Hari ini Sarah mengikuti kajian yang diadakan di Masjid Nurul Huda bersama Ari dan Petang yang kebetulan sedang off. Tema kajiannya tentang ikhlas.

"Ikhlas ialah meniatkan ketaatan hanya untuk Allah semata. Dengan ketaatannya itulah dia hanya berharap bisa mendekat diri kepada Allah Ta'ala, bukan mengharapkan hal lain dari respon makhluk, seperti pujian dari orang. Karena ikhlas ialah memurnikan segala perbuatan dari segala perhatian makhluk. Ada tiga tanda ikhlas, yaitu memposisikan pujian sebagai celaan, tidak mengingat-ingat amal baik yang dikerjakan, dan mengharapkan amal-amalan tersebut di akhirat."

Sarah mendengarkan apa yang diucapkan oleh ustadz yang kini tengah berceramah dengan penuh perhatian, setiap ada poin penting atau ada kata-kata indah yang sarat makna Sarah akan menulisnya di atas buku yang memang dia khususkan untuk kajian.

Sesuatu yang paling sulit di dunia adalah ikhlas. Betapa sering aku berusaha mati-matian untuk mengikis riya dari dalam hatiku tetapi riya tersebut muncul dalam warna yang lain.

Kata-kata indah itu Sarah tulis dengan tinta warna biru, tak lupa dia pun menulis nama Yusuf bin al-Husain ar-Razi rahimahullah, di bawah kalimat tersebut karena kalimat indah itu terucap dari bibir beliau.

Sarah pernah membaca kisah tentang kehidupan spiritual Yusuf bin al-Husain ar-Razi, dan kini dia berniat untuk menceritakan kisah itu pada Ari dan Petang saat mereka dalam perjalanan pulang dari kajian.

"Abang sama Petang mau nggak dengerin kisah Yusuf bin al-Husain ar-Razi?" tanya Sarah, dia harus meminta ijin dulu sebelum memulai ceritanya pada Petang dan Ari, jangan sampai dia cerita panjang lebar tapi tahunya tidak ada yang mendengarkan, itu akan sangat menyedihkan.

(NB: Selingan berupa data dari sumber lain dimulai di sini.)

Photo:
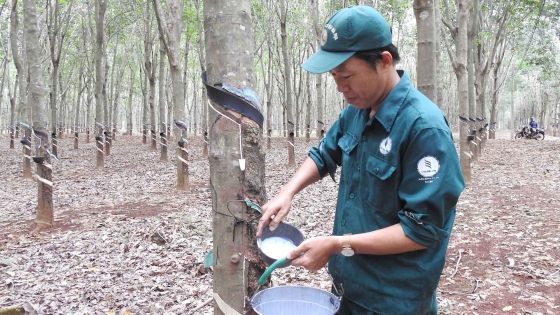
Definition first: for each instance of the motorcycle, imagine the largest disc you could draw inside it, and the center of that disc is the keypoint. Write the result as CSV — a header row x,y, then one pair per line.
x,y
530,133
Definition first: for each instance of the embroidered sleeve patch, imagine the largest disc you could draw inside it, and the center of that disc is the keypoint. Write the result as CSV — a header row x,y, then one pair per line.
x,y
428,166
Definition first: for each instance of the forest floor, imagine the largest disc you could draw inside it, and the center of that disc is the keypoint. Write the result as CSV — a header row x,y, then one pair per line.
x,y
504,253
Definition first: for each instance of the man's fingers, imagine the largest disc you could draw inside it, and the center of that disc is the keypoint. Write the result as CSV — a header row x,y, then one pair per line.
x,y
275,221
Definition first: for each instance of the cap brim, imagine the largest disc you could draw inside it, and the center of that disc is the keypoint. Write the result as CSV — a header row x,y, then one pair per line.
x,y
323,61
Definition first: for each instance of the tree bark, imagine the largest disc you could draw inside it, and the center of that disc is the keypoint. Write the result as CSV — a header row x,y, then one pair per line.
x,y
229,55
100,8
287,85
459,62
56,41
37,100
170,31
161,104
320,131
426,43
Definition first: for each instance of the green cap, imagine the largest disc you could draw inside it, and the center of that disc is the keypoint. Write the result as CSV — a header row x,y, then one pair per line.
x,y
348,31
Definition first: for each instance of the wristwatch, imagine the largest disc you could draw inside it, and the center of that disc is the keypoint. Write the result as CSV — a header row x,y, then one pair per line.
x,y
346,248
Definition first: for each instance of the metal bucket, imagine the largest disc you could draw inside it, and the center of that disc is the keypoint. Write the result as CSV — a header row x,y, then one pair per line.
x,y
293,300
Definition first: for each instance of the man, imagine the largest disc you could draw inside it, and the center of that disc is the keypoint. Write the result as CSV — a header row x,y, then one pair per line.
x,y
400,177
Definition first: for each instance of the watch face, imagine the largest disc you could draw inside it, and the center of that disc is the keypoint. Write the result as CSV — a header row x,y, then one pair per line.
x,y
347,252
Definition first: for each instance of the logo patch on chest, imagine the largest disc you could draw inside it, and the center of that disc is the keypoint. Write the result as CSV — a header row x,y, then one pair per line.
x,y
428,166
385,146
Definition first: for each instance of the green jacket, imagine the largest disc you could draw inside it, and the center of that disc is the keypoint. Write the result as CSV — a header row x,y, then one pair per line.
x,y
402,167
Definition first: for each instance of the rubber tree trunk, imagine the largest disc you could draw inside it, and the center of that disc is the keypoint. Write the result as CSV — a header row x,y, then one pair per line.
x,y
426,42
171,31
229,56
26,141
100,8
460,68
38,102
287,84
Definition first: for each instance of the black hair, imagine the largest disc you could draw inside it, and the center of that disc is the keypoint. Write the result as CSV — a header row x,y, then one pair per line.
x,y
373,56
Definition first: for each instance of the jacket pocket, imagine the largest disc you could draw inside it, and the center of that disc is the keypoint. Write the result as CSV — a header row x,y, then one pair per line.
x,y
347,143
381,185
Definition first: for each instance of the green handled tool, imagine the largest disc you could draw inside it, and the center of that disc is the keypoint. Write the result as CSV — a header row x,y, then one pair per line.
x,y
267,273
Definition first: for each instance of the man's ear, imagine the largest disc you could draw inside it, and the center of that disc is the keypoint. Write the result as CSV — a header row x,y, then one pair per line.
x,y
387,60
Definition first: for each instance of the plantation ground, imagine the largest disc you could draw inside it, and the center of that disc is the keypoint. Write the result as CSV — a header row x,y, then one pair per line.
x,y
504,254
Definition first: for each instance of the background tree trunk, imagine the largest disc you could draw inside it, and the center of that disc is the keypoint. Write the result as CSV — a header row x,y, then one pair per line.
x,y
427,41
287,84
37,100
170,31
100,8
459,62
229,56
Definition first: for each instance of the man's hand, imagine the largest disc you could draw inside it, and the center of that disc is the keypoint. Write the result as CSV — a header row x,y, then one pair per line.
x,y
316,252
274,211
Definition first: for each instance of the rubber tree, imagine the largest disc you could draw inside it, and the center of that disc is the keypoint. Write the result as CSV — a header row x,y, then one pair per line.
x,y
100,9
426,75
22,74
37,100
318,31
459,62
289,94
56,35
234,140
170,29
161,104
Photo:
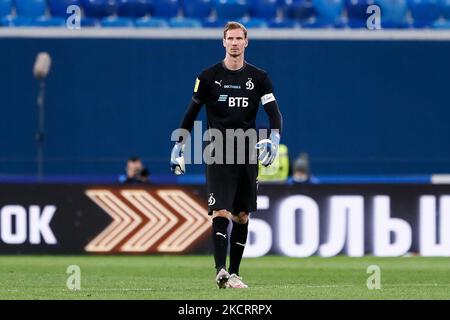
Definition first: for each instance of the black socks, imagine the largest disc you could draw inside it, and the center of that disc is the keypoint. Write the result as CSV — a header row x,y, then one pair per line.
x,y
220,239
237,245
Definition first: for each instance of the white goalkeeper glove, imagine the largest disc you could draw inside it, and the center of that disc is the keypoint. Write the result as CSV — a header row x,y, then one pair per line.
x,y
177,164
268,149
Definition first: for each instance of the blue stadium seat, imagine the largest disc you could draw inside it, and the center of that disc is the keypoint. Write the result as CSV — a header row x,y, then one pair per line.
x,y
150,23
357,9
445,24
281,23
5,7
199,9
165,8
445,8
58,8
99,8
328,11
393,13
116,22
231,9
253,23
264,9
132,8
31,8
318,23
424,12
184,23
49,22
298,9
16,21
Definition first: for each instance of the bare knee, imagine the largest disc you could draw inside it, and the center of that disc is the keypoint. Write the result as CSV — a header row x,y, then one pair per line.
x,y
221,213
241,218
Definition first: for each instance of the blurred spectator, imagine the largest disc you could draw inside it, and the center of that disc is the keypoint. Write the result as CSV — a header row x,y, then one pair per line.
x,y
135,172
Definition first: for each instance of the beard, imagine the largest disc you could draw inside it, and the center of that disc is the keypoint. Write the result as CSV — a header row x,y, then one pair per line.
x,y
235,55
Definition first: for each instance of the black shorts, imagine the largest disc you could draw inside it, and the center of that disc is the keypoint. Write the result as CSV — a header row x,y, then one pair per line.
x,y
232,187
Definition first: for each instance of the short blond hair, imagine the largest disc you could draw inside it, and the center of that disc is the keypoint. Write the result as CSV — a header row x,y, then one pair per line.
x,y
231,25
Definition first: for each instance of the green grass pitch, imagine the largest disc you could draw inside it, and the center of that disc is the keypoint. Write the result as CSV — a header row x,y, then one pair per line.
x,y
192,278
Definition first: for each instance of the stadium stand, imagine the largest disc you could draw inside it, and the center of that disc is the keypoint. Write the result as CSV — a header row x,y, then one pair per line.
x,y
395,14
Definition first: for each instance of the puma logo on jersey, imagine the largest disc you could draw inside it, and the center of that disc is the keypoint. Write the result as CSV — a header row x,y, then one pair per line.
x,y
249,84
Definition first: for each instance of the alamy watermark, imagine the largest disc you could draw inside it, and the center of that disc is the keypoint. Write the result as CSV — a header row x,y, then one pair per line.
x,y
73,22
374,281
374,20
74,280
229,146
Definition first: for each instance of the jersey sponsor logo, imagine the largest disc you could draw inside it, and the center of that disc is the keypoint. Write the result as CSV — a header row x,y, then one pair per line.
x,y
234,101
231,86
249,84
238,102
197,83
267,98
211,199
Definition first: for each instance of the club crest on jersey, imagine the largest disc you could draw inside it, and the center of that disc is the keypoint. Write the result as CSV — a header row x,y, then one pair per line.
x,y
211,199
249,84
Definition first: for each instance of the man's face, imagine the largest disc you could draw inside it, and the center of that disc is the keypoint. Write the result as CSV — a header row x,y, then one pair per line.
x,y
235,42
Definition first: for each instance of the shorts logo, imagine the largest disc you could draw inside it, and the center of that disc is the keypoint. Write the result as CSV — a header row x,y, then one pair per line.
x,y
249,84
211,199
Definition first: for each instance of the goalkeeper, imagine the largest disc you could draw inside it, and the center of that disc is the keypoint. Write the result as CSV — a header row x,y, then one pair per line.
x,y
232,91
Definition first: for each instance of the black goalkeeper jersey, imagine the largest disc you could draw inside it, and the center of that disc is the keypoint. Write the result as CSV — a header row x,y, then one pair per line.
x,y
232,98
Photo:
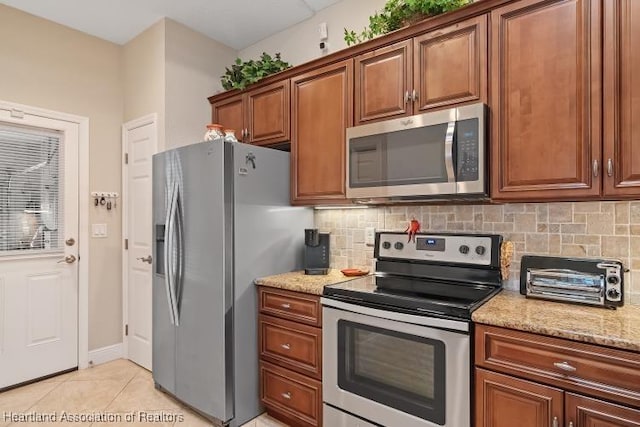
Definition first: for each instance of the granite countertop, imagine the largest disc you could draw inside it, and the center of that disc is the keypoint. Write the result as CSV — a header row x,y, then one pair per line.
x,y
300,282
618,328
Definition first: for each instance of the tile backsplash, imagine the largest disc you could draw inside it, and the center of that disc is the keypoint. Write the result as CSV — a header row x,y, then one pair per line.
x,y
580,229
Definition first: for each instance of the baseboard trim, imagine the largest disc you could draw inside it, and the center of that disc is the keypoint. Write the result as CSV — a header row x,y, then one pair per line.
x,y
105,354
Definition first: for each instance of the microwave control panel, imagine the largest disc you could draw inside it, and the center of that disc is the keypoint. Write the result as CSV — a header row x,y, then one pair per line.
x,y
468,150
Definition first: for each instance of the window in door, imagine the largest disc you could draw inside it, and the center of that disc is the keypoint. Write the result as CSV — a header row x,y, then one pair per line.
x,y
31,190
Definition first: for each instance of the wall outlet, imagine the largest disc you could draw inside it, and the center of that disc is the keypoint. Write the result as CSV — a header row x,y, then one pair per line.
x,y
98,230
369,236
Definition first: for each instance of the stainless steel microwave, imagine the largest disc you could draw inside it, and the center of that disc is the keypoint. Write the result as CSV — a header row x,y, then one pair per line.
x,y
441,154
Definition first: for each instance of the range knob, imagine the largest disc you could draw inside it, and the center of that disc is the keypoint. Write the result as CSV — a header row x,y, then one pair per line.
x,y
613,294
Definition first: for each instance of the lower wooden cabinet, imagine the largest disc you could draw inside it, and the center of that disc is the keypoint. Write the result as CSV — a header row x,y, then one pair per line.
x,y
527,380
291,397
290,343
505,401
586,412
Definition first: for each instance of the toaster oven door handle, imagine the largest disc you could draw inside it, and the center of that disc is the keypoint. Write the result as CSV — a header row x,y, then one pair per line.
x,y
565,366
448,152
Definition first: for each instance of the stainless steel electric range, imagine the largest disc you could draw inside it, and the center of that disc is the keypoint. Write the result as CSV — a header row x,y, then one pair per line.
x,y
397,344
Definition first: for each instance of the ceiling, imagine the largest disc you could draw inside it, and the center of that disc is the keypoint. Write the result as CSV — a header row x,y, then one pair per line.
x,y
236,23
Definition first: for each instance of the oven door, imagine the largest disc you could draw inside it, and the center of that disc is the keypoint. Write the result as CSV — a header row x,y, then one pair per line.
x,y
393,372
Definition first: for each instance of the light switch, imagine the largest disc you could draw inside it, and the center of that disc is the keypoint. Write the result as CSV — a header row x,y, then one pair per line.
x,y
369,236
99,230
323,31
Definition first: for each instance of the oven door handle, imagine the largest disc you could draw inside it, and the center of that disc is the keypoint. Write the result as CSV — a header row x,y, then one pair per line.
x,y
433,322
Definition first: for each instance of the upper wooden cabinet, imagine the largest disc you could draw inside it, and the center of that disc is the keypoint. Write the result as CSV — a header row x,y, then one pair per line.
x,y
450,65
440,68
621,159
321,111
230,114
546,100
382,83
259,116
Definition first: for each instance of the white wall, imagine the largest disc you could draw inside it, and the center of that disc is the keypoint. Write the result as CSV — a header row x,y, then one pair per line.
x,y
144,77
43,64
299,43
193,66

"Cerita aja, Dek. Abang sama Petang siap menjadi pendengar yang baik. Iya kan, Tang?" ucap Ari yang duduk di samping Petang, Petang sendiri duduk di bangku kemudi.

Petang hanya mengangguk. Semenjak memutuskan untuk hijrah sikap Petang mulai berubah, dia benar-benar berusaha untuk menjaga sikapnya pada Sarah, tidak meledek walaupun pada kenyataannya dia sangat ingin meledek Sarah, tidak menjahili padahal dia ingin sekali menjahili Sarah, dan yang terakhir yaitu tidak memandang ke arah Sarah, padahal dia ingin sekali mendengarkan Sarah bercerita sambil memperhatikan wajah Sarah. Dari dulu kegiatan itulah yang sangat dia sukai, walaupun terkadang bosan juga. Sarah itu sangat suka membaca dan bagi orang yang suka membaca tentunya mereka akan mencari teman yang bisa mendengarkan cerita dari apa yang sudah mereka baca. Dan teman bercerita tentang apa yang telah Sarah baca adalah Petang. Sarah memiliki ekspresi wajah yang menarik saat kembali menceritakan sebuah cerita yang telah dia baca. Oleh karena itu ingin rasanya Petang menatap wajah Sarah sambil mendengarkan apa yang akan Sarah ceritakan tapi tentu hal itu tidak bisa dia lakukan. Hingga akhirnya yang bisa Petang lakukan hanyalah menatap lurus ke depan sambil mendengarkan kisah yang mulai Sarah ceritakan.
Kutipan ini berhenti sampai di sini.